On 6/13/25 2:29 PM, Tom Tromey wrote:
>>>>>> "Simon" == Simon Marchi <simon.marchi@efficios.com> writes:
> 
> Simon>  - I want to still be able to use scoped_time_it to measure the time
> Simon>    that each worker thread spent working on the task.  I find it really
> Simon>    handy when measuring the performance impact of changes.
> 
> Simon>    Unfortunately, the current interface of gdb::parallel_for_each, which
> Simon>    receives a simple callback, is not well-suited for that, once I
> Simon>    introduce the dynamic partitioning.  The callback would get called
> Simon>    once for each work item batch (multiple time for each worker thread),
> Simon>    so it's not possible to maintain a per-worker thread object for the
> Simon>    duration of the parallel for.
> 
> Simon>    To allow this, I changed gdb::parallel_for_each to receive a worker
> Simon>    type as a template parameter.  Each worker thread creates one local
> Simon>    instance of that type, and calls operator() on it for each work item
> Simon>    batch.  By having a scoped_time_it object as a field of that worker,
> Simon>    we can get the timings per worker thread.
> 
> Simon>    The drawbacks of this approach is that we must now define the
> Simon>    parallel task in a separate class and manually capture any context we
> Simon>    need as fields of that class.
> 
> This seems like a real step backward to me.  It's basically replicating
> lambdas by hand.
> 
> Why can't parallel_for_each just do this itself?  It could take an
> argument naming the task to pass to the scoped_time_it constructor.  The
> 'task' lambda could instantiate the timer.
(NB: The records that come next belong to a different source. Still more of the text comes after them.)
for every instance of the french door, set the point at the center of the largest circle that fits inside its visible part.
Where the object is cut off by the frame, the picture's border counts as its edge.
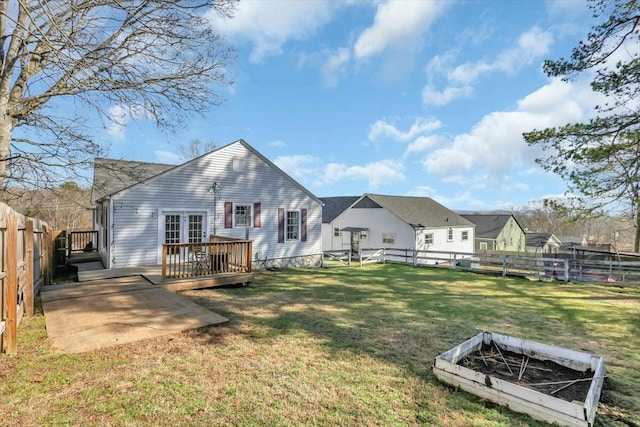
(182, 227)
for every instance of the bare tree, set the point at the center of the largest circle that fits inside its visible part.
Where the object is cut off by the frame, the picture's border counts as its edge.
(65, 63)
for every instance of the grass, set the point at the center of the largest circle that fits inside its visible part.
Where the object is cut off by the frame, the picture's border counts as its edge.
(343, 346)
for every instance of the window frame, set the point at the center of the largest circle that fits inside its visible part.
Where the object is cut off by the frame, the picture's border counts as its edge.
(288, 225)
(248, 206)
(428, 239)
(388, 241)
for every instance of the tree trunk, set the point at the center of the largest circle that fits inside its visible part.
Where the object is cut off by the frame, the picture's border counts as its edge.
(636, 240)
(6, 129)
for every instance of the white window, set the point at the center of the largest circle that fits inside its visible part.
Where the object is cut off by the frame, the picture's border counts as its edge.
(293, 225)
(242, 215)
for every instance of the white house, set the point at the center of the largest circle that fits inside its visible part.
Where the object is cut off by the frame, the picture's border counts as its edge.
(334, 206)
(376, 221)
(233, 191)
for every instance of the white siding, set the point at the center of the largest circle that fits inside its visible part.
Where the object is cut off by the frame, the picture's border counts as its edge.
(138, 211)
(441, 242)
(379, 221)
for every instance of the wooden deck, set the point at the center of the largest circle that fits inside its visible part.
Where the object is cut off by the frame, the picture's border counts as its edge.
(153, 274)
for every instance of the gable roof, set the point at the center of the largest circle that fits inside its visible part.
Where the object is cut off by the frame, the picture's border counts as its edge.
(489, 226)
(539, 239)
(418, 212)
(334, 206)
(157, 169)
(111, 176)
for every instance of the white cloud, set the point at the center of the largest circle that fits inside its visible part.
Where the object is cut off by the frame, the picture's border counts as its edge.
(397, 24)
(120, 115)
(531, 45)
(439, 98)
(333, 68)
(423, 143)
(277, 144)
(495, 143)
(376, 173)
(168, 157)
(383, 129)
(299, 166)
(270, 24)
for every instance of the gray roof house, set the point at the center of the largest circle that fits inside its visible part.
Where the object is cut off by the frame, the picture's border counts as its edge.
(497, 232)
(375, 221)
(331, 208)
(232, 191)
(542, 243)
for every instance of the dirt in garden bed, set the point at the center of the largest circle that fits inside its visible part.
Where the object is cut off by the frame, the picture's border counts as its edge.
(541, 375)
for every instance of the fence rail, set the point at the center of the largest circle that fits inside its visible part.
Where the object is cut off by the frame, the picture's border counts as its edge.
(82, 241)
(191, 260)
(577, 270)
(25, 266)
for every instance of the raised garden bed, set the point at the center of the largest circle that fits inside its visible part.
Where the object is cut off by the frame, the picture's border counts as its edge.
(549, 383)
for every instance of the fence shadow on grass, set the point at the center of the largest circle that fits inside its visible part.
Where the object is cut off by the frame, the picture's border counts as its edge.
(407, 316)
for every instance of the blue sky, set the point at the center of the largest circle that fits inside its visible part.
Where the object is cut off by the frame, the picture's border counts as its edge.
(425, 98)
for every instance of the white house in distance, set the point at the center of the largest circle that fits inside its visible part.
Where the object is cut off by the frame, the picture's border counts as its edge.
(233, 191)
(377, 221)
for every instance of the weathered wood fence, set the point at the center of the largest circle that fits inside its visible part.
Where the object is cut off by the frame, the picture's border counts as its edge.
(610, 271)
(218, 256)
(26, 264)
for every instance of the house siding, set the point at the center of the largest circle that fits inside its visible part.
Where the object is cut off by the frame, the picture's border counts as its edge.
(380, 220)
(138, 213)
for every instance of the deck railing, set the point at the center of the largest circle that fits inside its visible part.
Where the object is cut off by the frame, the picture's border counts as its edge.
(197, 260)
(82, 241)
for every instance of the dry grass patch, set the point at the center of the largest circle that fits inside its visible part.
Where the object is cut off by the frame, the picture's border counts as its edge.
(325, 347)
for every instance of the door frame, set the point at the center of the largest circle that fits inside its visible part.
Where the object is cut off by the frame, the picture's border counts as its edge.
(184, 225)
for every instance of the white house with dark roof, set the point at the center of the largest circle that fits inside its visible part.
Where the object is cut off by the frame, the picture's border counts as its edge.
(334, 206)
(497, 232)
(233, 191)
(378, 221)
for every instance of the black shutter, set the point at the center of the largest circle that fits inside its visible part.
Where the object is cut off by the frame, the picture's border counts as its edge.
(228, 215)
(280, 225)
(303, 225)
(256, 215)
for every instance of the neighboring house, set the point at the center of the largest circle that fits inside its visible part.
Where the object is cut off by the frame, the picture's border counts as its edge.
(377, 221)
(497, 232)
(233, 191)
(542, 243)
(334, 206)
(568, 242)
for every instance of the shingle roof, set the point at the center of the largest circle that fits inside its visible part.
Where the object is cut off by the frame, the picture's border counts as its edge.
(537, 239)
(334, 206)
(488, 226)
(113, 175)
(420, 211)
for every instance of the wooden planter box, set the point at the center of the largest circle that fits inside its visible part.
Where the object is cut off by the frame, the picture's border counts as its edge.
(538, 405)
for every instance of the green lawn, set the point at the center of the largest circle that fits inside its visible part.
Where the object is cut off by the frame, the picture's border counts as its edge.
(342, 346)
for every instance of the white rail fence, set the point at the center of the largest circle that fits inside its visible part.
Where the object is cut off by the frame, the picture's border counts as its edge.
(612, 271)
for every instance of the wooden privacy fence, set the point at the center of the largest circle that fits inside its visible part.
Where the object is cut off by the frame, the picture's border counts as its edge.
(26, 260)
(612, 270)
(218, 256)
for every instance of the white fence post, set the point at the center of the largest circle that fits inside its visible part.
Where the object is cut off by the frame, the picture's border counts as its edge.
(504, 266)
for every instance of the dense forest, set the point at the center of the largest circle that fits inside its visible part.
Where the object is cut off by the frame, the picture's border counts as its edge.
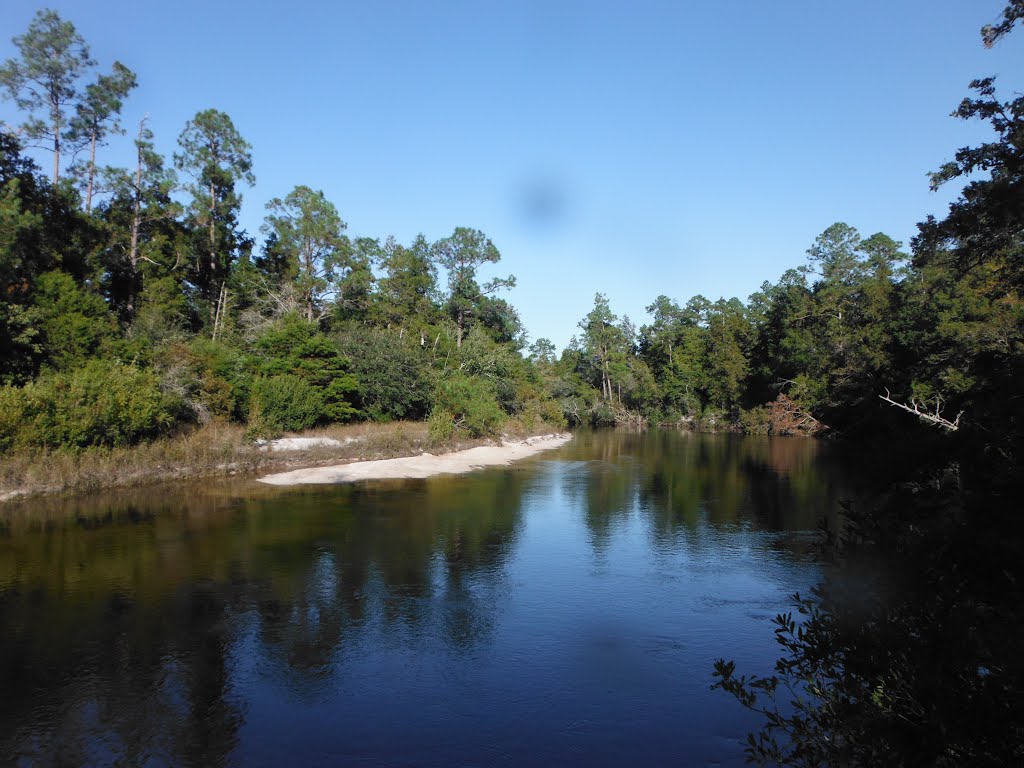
(135, 307)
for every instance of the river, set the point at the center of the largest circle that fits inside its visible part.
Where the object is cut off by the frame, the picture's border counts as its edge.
(563, 610)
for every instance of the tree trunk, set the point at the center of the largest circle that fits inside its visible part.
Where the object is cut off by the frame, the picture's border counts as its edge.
(136, 220)
(56, 152)
(92, 173)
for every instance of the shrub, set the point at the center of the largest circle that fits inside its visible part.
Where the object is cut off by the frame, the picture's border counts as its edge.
(471, 402)
(440, 426)
(297, 348)
(100, 403)
(392, 371)
(284, 402)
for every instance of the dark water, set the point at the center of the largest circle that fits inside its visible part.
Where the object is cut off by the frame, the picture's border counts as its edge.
(565, 610)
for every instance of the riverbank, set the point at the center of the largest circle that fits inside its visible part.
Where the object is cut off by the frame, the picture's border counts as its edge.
(217, 451)
(424, 465)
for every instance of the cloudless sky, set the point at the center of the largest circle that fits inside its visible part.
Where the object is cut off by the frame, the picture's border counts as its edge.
(635, 148)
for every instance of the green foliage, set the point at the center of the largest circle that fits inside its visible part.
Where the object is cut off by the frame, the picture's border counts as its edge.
(75, 323)
(296, 347)
(393, 372)
(471, 402)
(100, 403)
(440, 426)
(284, 403)
(43, 79)
(308, 242)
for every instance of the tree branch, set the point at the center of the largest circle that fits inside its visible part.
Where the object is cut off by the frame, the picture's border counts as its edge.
(935, 418)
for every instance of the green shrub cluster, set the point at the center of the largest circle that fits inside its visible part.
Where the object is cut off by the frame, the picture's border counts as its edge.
(471, 402)
(283, 403)
(100, 403)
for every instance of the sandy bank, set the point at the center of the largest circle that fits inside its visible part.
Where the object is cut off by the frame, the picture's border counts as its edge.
(424, 465)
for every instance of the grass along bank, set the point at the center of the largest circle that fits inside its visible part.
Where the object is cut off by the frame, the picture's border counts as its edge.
(218, 451)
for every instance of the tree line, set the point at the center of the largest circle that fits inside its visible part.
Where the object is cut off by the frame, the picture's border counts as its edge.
(139, 281)
(134, 304)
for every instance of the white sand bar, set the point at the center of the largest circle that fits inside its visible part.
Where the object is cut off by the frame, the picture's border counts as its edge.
(424, 465)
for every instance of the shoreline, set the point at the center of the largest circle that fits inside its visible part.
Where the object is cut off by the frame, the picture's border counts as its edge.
(424, 465)
(217, 451)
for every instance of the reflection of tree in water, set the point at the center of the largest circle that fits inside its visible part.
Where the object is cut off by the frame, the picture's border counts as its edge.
(681, 480)
(120, 621)
(765, 483)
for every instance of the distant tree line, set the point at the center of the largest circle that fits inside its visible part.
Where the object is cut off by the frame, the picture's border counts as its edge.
(134, 305)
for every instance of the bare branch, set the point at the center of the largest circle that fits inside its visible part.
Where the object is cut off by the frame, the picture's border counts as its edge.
(931, 418)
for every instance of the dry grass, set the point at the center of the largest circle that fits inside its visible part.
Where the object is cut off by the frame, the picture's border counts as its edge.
(215, 450)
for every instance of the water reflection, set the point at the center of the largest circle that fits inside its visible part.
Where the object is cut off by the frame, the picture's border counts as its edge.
(210, 626)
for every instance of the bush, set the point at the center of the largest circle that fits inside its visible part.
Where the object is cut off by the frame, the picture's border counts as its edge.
(284, 402)
(101, 403)
(440, 426)
(471, 403)
(297, 348)
(392, 371)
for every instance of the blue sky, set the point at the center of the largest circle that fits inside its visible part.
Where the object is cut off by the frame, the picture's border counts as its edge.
(633, 148)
This would require scoped_time_it to be in gdbsupport.  For the moment,
scoped_time_it is defined in gdb, because it was easier to do so at the
time, but it could be moved to gdbsupport.

In the patch that makes the DWARF reader use
gdb::parallel_for_each_async, we keep more per-worker state, the
`cooked_index_worker_result` where each worker threads puts what it
computes.  We would need a way to make that work with the lambda.

One way to do this would be to pass to the lambda the index (0 to N-1)
of the worker thread, and the lambda could use it to index into the
vector of cooked_index_worker_result, which would have been prepared by
the caller of gdb::parallel_for_each_async.

The last detail would be: how do to some one-time work at the end of a
parallel for-each worker's life.  For example, in the DWARF indexer,
each worker does:

 - call bfd_thread_cleanup
 - move the complaints to the thread storage
 - move the thread storage to the results vector

How could this work, given that the lambda is invoked many times for
each worker?

We could make gdb::parallel_for_each accept a second lambda, "finalize",
which would be called at the end of a worker's life.

Another idea I had (but didn't try) was to make lambdas receive a
"magic" range object, like athis:

  [&] (gdb::dynamic_range<dwarf2_per_cu *> range)
    {
      for (dwarf2_per_cu *cu : range)
        process_unit (cu);
    }

"range" would get work items from the work queue in batches, but yield
one at a time.  It would reach its end when the work queue is empty.
It will be a bit of work to implement, but it would have the advantage
that any per-worker state could be right there in the lambda, like we
have today.

Any thoughts?

> Simon> +  /* The next item to hand out.  */
> Simon> +  std::atomic<RandomIt> next = first;
> 
> This is maybe a bit worrying since IIUC std::atomic only works for
> trivially copyable types.  But this doesn't have to be a general purpose
> facility, it only has to work for gdb's needs.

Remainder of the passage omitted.